Cathleen’s worry that she and Edward will have nothing to say to each other comes true. Her new home is isolated in the semi-arid region of Karo, in the remote town of Cradock.
As a young bride, she feels isolated, and she observes the racial inequality surrounding her. Her only friends are her housemaid, Miriam, and Miriam’s daughter, Ada Mabuse, named after Cathleen’s sister. Cathleen, an accomplished pianist, is impressed by Ada’s intelligence and teaches her to read, write and play the piano. She discovers that Ada is a talented musician, and the love of music bonds them.
While cleaning one day, Ada chances upon Cathleen’s diary and comes to know something of Cathleen’s inner life. Edward, Cathleen’s unemotional husband, is a banker and part of the entrenched white power structure. They have two children, Rose and Phil.

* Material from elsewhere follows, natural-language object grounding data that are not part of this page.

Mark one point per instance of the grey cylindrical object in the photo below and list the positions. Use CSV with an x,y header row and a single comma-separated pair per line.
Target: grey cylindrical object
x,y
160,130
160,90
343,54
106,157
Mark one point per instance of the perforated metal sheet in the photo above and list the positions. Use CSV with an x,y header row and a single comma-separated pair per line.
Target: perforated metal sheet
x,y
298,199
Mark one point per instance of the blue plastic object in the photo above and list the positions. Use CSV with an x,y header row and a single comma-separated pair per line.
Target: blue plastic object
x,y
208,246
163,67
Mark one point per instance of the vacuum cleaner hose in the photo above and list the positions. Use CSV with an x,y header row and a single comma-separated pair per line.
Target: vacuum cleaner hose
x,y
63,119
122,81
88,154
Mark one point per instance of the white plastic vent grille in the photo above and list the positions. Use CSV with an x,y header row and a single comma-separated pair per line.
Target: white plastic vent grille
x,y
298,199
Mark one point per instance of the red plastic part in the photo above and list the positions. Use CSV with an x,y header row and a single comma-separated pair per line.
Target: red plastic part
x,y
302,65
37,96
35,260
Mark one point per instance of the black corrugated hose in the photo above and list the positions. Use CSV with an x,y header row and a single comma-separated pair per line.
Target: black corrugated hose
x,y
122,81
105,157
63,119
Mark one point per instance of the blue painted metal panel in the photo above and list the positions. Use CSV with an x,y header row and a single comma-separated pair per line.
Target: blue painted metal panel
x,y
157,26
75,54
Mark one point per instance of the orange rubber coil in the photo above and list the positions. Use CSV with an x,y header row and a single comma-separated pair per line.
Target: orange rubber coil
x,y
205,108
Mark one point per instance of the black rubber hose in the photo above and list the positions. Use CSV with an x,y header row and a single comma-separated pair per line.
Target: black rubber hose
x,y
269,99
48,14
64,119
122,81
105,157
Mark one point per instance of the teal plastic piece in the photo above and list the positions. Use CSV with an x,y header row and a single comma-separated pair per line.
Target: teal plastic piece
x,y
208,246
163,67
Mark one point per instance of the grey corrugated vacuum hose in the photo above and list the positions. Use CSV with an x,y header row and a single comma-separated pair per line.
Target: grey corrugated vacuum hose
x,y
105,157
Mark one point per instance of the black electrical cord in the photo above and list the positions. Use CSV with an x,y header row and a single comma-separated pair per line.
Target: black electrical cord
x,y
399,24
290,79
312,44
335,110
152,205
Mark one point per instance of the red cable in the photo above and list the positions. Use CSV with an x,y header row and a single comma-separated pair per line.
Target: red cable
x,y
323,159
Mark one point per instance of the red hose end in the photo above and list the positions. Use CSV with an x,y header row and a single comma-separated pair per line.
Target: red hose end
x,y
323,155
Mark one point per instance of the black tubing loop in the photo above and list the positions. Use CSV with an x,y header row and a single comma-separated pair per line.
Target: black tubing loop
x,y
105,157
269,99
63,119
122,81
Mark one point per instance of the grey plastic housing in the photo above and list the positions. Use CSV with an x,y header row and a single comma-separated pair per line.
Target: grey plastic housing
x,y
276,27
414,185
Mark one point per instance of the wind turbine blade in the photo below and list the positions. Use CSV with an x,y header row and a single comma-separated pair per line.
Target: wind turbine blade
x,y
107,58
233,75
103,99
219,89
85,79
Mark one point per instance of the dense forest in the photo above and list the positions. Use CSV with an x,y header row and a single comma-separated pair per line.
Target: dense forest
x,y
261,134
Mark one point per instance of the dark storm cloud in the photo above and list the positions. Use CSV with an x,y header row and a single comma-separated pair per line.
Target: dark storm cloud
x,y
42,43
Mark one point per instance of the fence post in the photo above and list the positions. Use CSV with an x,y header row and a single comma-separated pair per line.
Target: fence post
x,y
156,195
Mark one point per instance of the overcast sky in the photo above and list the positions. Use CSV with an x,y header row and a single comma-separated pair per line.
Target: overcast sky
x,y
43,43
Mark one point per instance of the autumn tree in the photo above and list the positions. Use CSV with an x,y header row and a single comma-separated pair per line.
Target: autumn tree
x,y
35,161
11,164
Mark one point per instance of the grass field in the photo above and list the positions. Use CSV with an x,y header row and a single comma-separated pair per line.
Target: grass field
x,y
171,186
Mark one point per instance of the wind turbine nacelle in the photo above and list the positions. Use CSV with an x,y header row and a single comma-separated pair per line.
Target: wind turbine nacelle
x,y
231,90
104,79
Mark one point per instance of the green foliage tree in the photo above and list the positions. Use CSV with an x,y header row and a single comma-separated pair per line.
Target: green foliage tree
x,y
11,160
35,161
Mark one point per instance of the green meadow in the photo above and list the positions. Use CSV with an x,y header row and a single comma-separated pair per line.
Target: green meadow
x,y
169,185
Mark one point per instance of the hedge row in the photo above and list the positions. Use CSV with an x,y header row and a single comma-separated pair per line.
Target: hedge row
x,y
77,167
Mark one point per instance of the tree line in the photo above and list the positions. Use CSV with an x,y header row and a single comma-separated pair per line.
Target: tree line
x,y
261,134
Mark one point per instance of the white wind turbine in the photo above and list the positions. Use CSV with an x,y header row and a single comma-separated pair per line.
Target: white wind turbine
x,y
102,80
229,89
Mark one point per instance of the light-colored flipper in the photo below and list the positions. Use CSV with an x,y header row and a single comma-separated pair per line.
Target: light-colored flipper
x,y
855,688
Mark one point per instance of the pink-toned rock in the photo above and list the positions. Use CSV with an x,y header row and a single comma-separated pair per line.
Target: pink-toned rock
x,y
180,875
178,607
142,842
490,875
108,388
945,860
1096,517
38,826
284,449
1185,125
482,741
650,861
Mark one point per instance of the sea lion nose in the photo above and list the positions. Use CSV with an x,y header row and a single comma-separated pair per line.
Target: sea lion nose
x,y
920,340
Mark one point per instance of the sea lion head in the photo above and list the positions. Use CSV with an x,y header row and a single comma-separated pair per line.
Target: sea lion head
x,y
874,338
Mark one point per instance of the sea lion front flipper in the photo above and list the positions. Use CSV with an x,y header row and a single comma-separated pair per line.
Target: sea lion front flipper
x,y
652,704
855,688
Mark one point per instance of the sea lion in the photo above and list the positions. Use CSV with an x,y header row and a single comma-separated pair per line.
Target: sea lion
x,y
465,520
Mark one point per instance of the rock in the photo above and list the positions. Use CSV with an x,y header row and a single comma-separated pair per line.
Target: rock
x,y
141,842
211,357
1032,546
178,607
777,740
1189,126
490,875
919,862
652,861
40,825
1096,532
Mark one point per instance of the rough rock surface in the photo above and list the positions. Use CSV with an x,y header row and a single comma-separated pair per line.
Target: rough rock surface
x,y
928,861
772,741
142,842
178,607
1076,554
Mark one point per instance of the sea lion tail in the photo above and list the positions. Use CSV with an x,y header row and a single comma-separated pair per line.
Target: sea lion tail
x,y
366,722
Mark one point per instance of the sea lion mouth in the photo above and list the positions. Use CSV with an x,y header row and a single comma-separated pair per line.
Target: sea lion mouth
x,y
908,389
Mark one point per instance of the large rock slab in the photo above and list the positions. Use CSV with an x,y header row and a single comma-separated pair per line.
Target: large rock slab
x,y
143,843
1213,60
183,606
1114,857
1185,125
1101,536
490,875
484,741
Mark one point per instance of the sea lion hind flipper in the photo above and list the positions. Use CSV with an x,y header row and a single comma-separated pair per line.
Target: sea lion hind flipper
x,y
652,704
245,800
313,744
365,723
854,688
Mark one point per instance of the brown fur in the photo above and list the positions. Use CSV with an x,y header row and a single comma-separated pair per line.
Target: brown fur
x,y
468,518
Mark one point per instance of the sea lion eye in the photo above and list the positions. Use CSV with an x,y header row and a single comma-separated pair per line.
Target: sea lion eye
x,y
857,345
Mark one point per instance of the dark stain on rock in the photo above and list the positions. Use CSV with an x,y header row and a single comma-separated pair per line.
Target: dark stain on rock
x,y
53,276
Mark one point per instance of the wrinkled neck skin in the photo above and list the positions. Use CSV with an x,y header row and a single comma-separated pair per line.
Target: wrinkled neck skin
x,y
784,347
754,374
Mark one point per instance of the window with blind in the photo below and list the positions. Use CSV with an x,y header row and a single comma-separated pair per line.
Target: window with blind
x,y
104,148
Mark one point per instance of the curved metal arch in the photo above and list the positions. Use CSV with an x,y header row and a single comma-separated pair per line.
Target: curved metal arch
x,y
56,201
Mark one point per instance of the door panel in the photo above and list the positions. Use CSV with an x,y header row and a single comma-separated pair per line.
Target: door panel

Called to war, Phil returns home physically and emotionally wounded.
Rose is headstrong and difficult, and mother and daughter are not close. Cathleen finds in Ada the daughter she had dreamed of, in part because of their love of the piano.
Ada comes of age just as apartheid becomes the law. The story follows Ada’s life through apartheid and the struggle for liberation.
She is torn between the two communities. She loves Cradock House and her mistress. But the new laws mean she can no longer live within the main house or sit on the white only benches or even walk in the front door of the doctor’s office even if she is there on behalf of her mistress.
Cathleen, too, is unhappy with the new rules. But it seems at first that there is nothing either of them can do to change them. But when Cathleen comes home from a trip to Johannesburg, she discovers that something happens that sends Ada fleeing from the white household to the black township.
Cathleen feels that Ada has become part of her family and that she must find her. Ms. Mutch writes, “Memories never fade, they simply hide, only to emerge greater in number and intensity, and fresh as when I first made them.”
Family members can die or move away but they cannot vanish from the heart.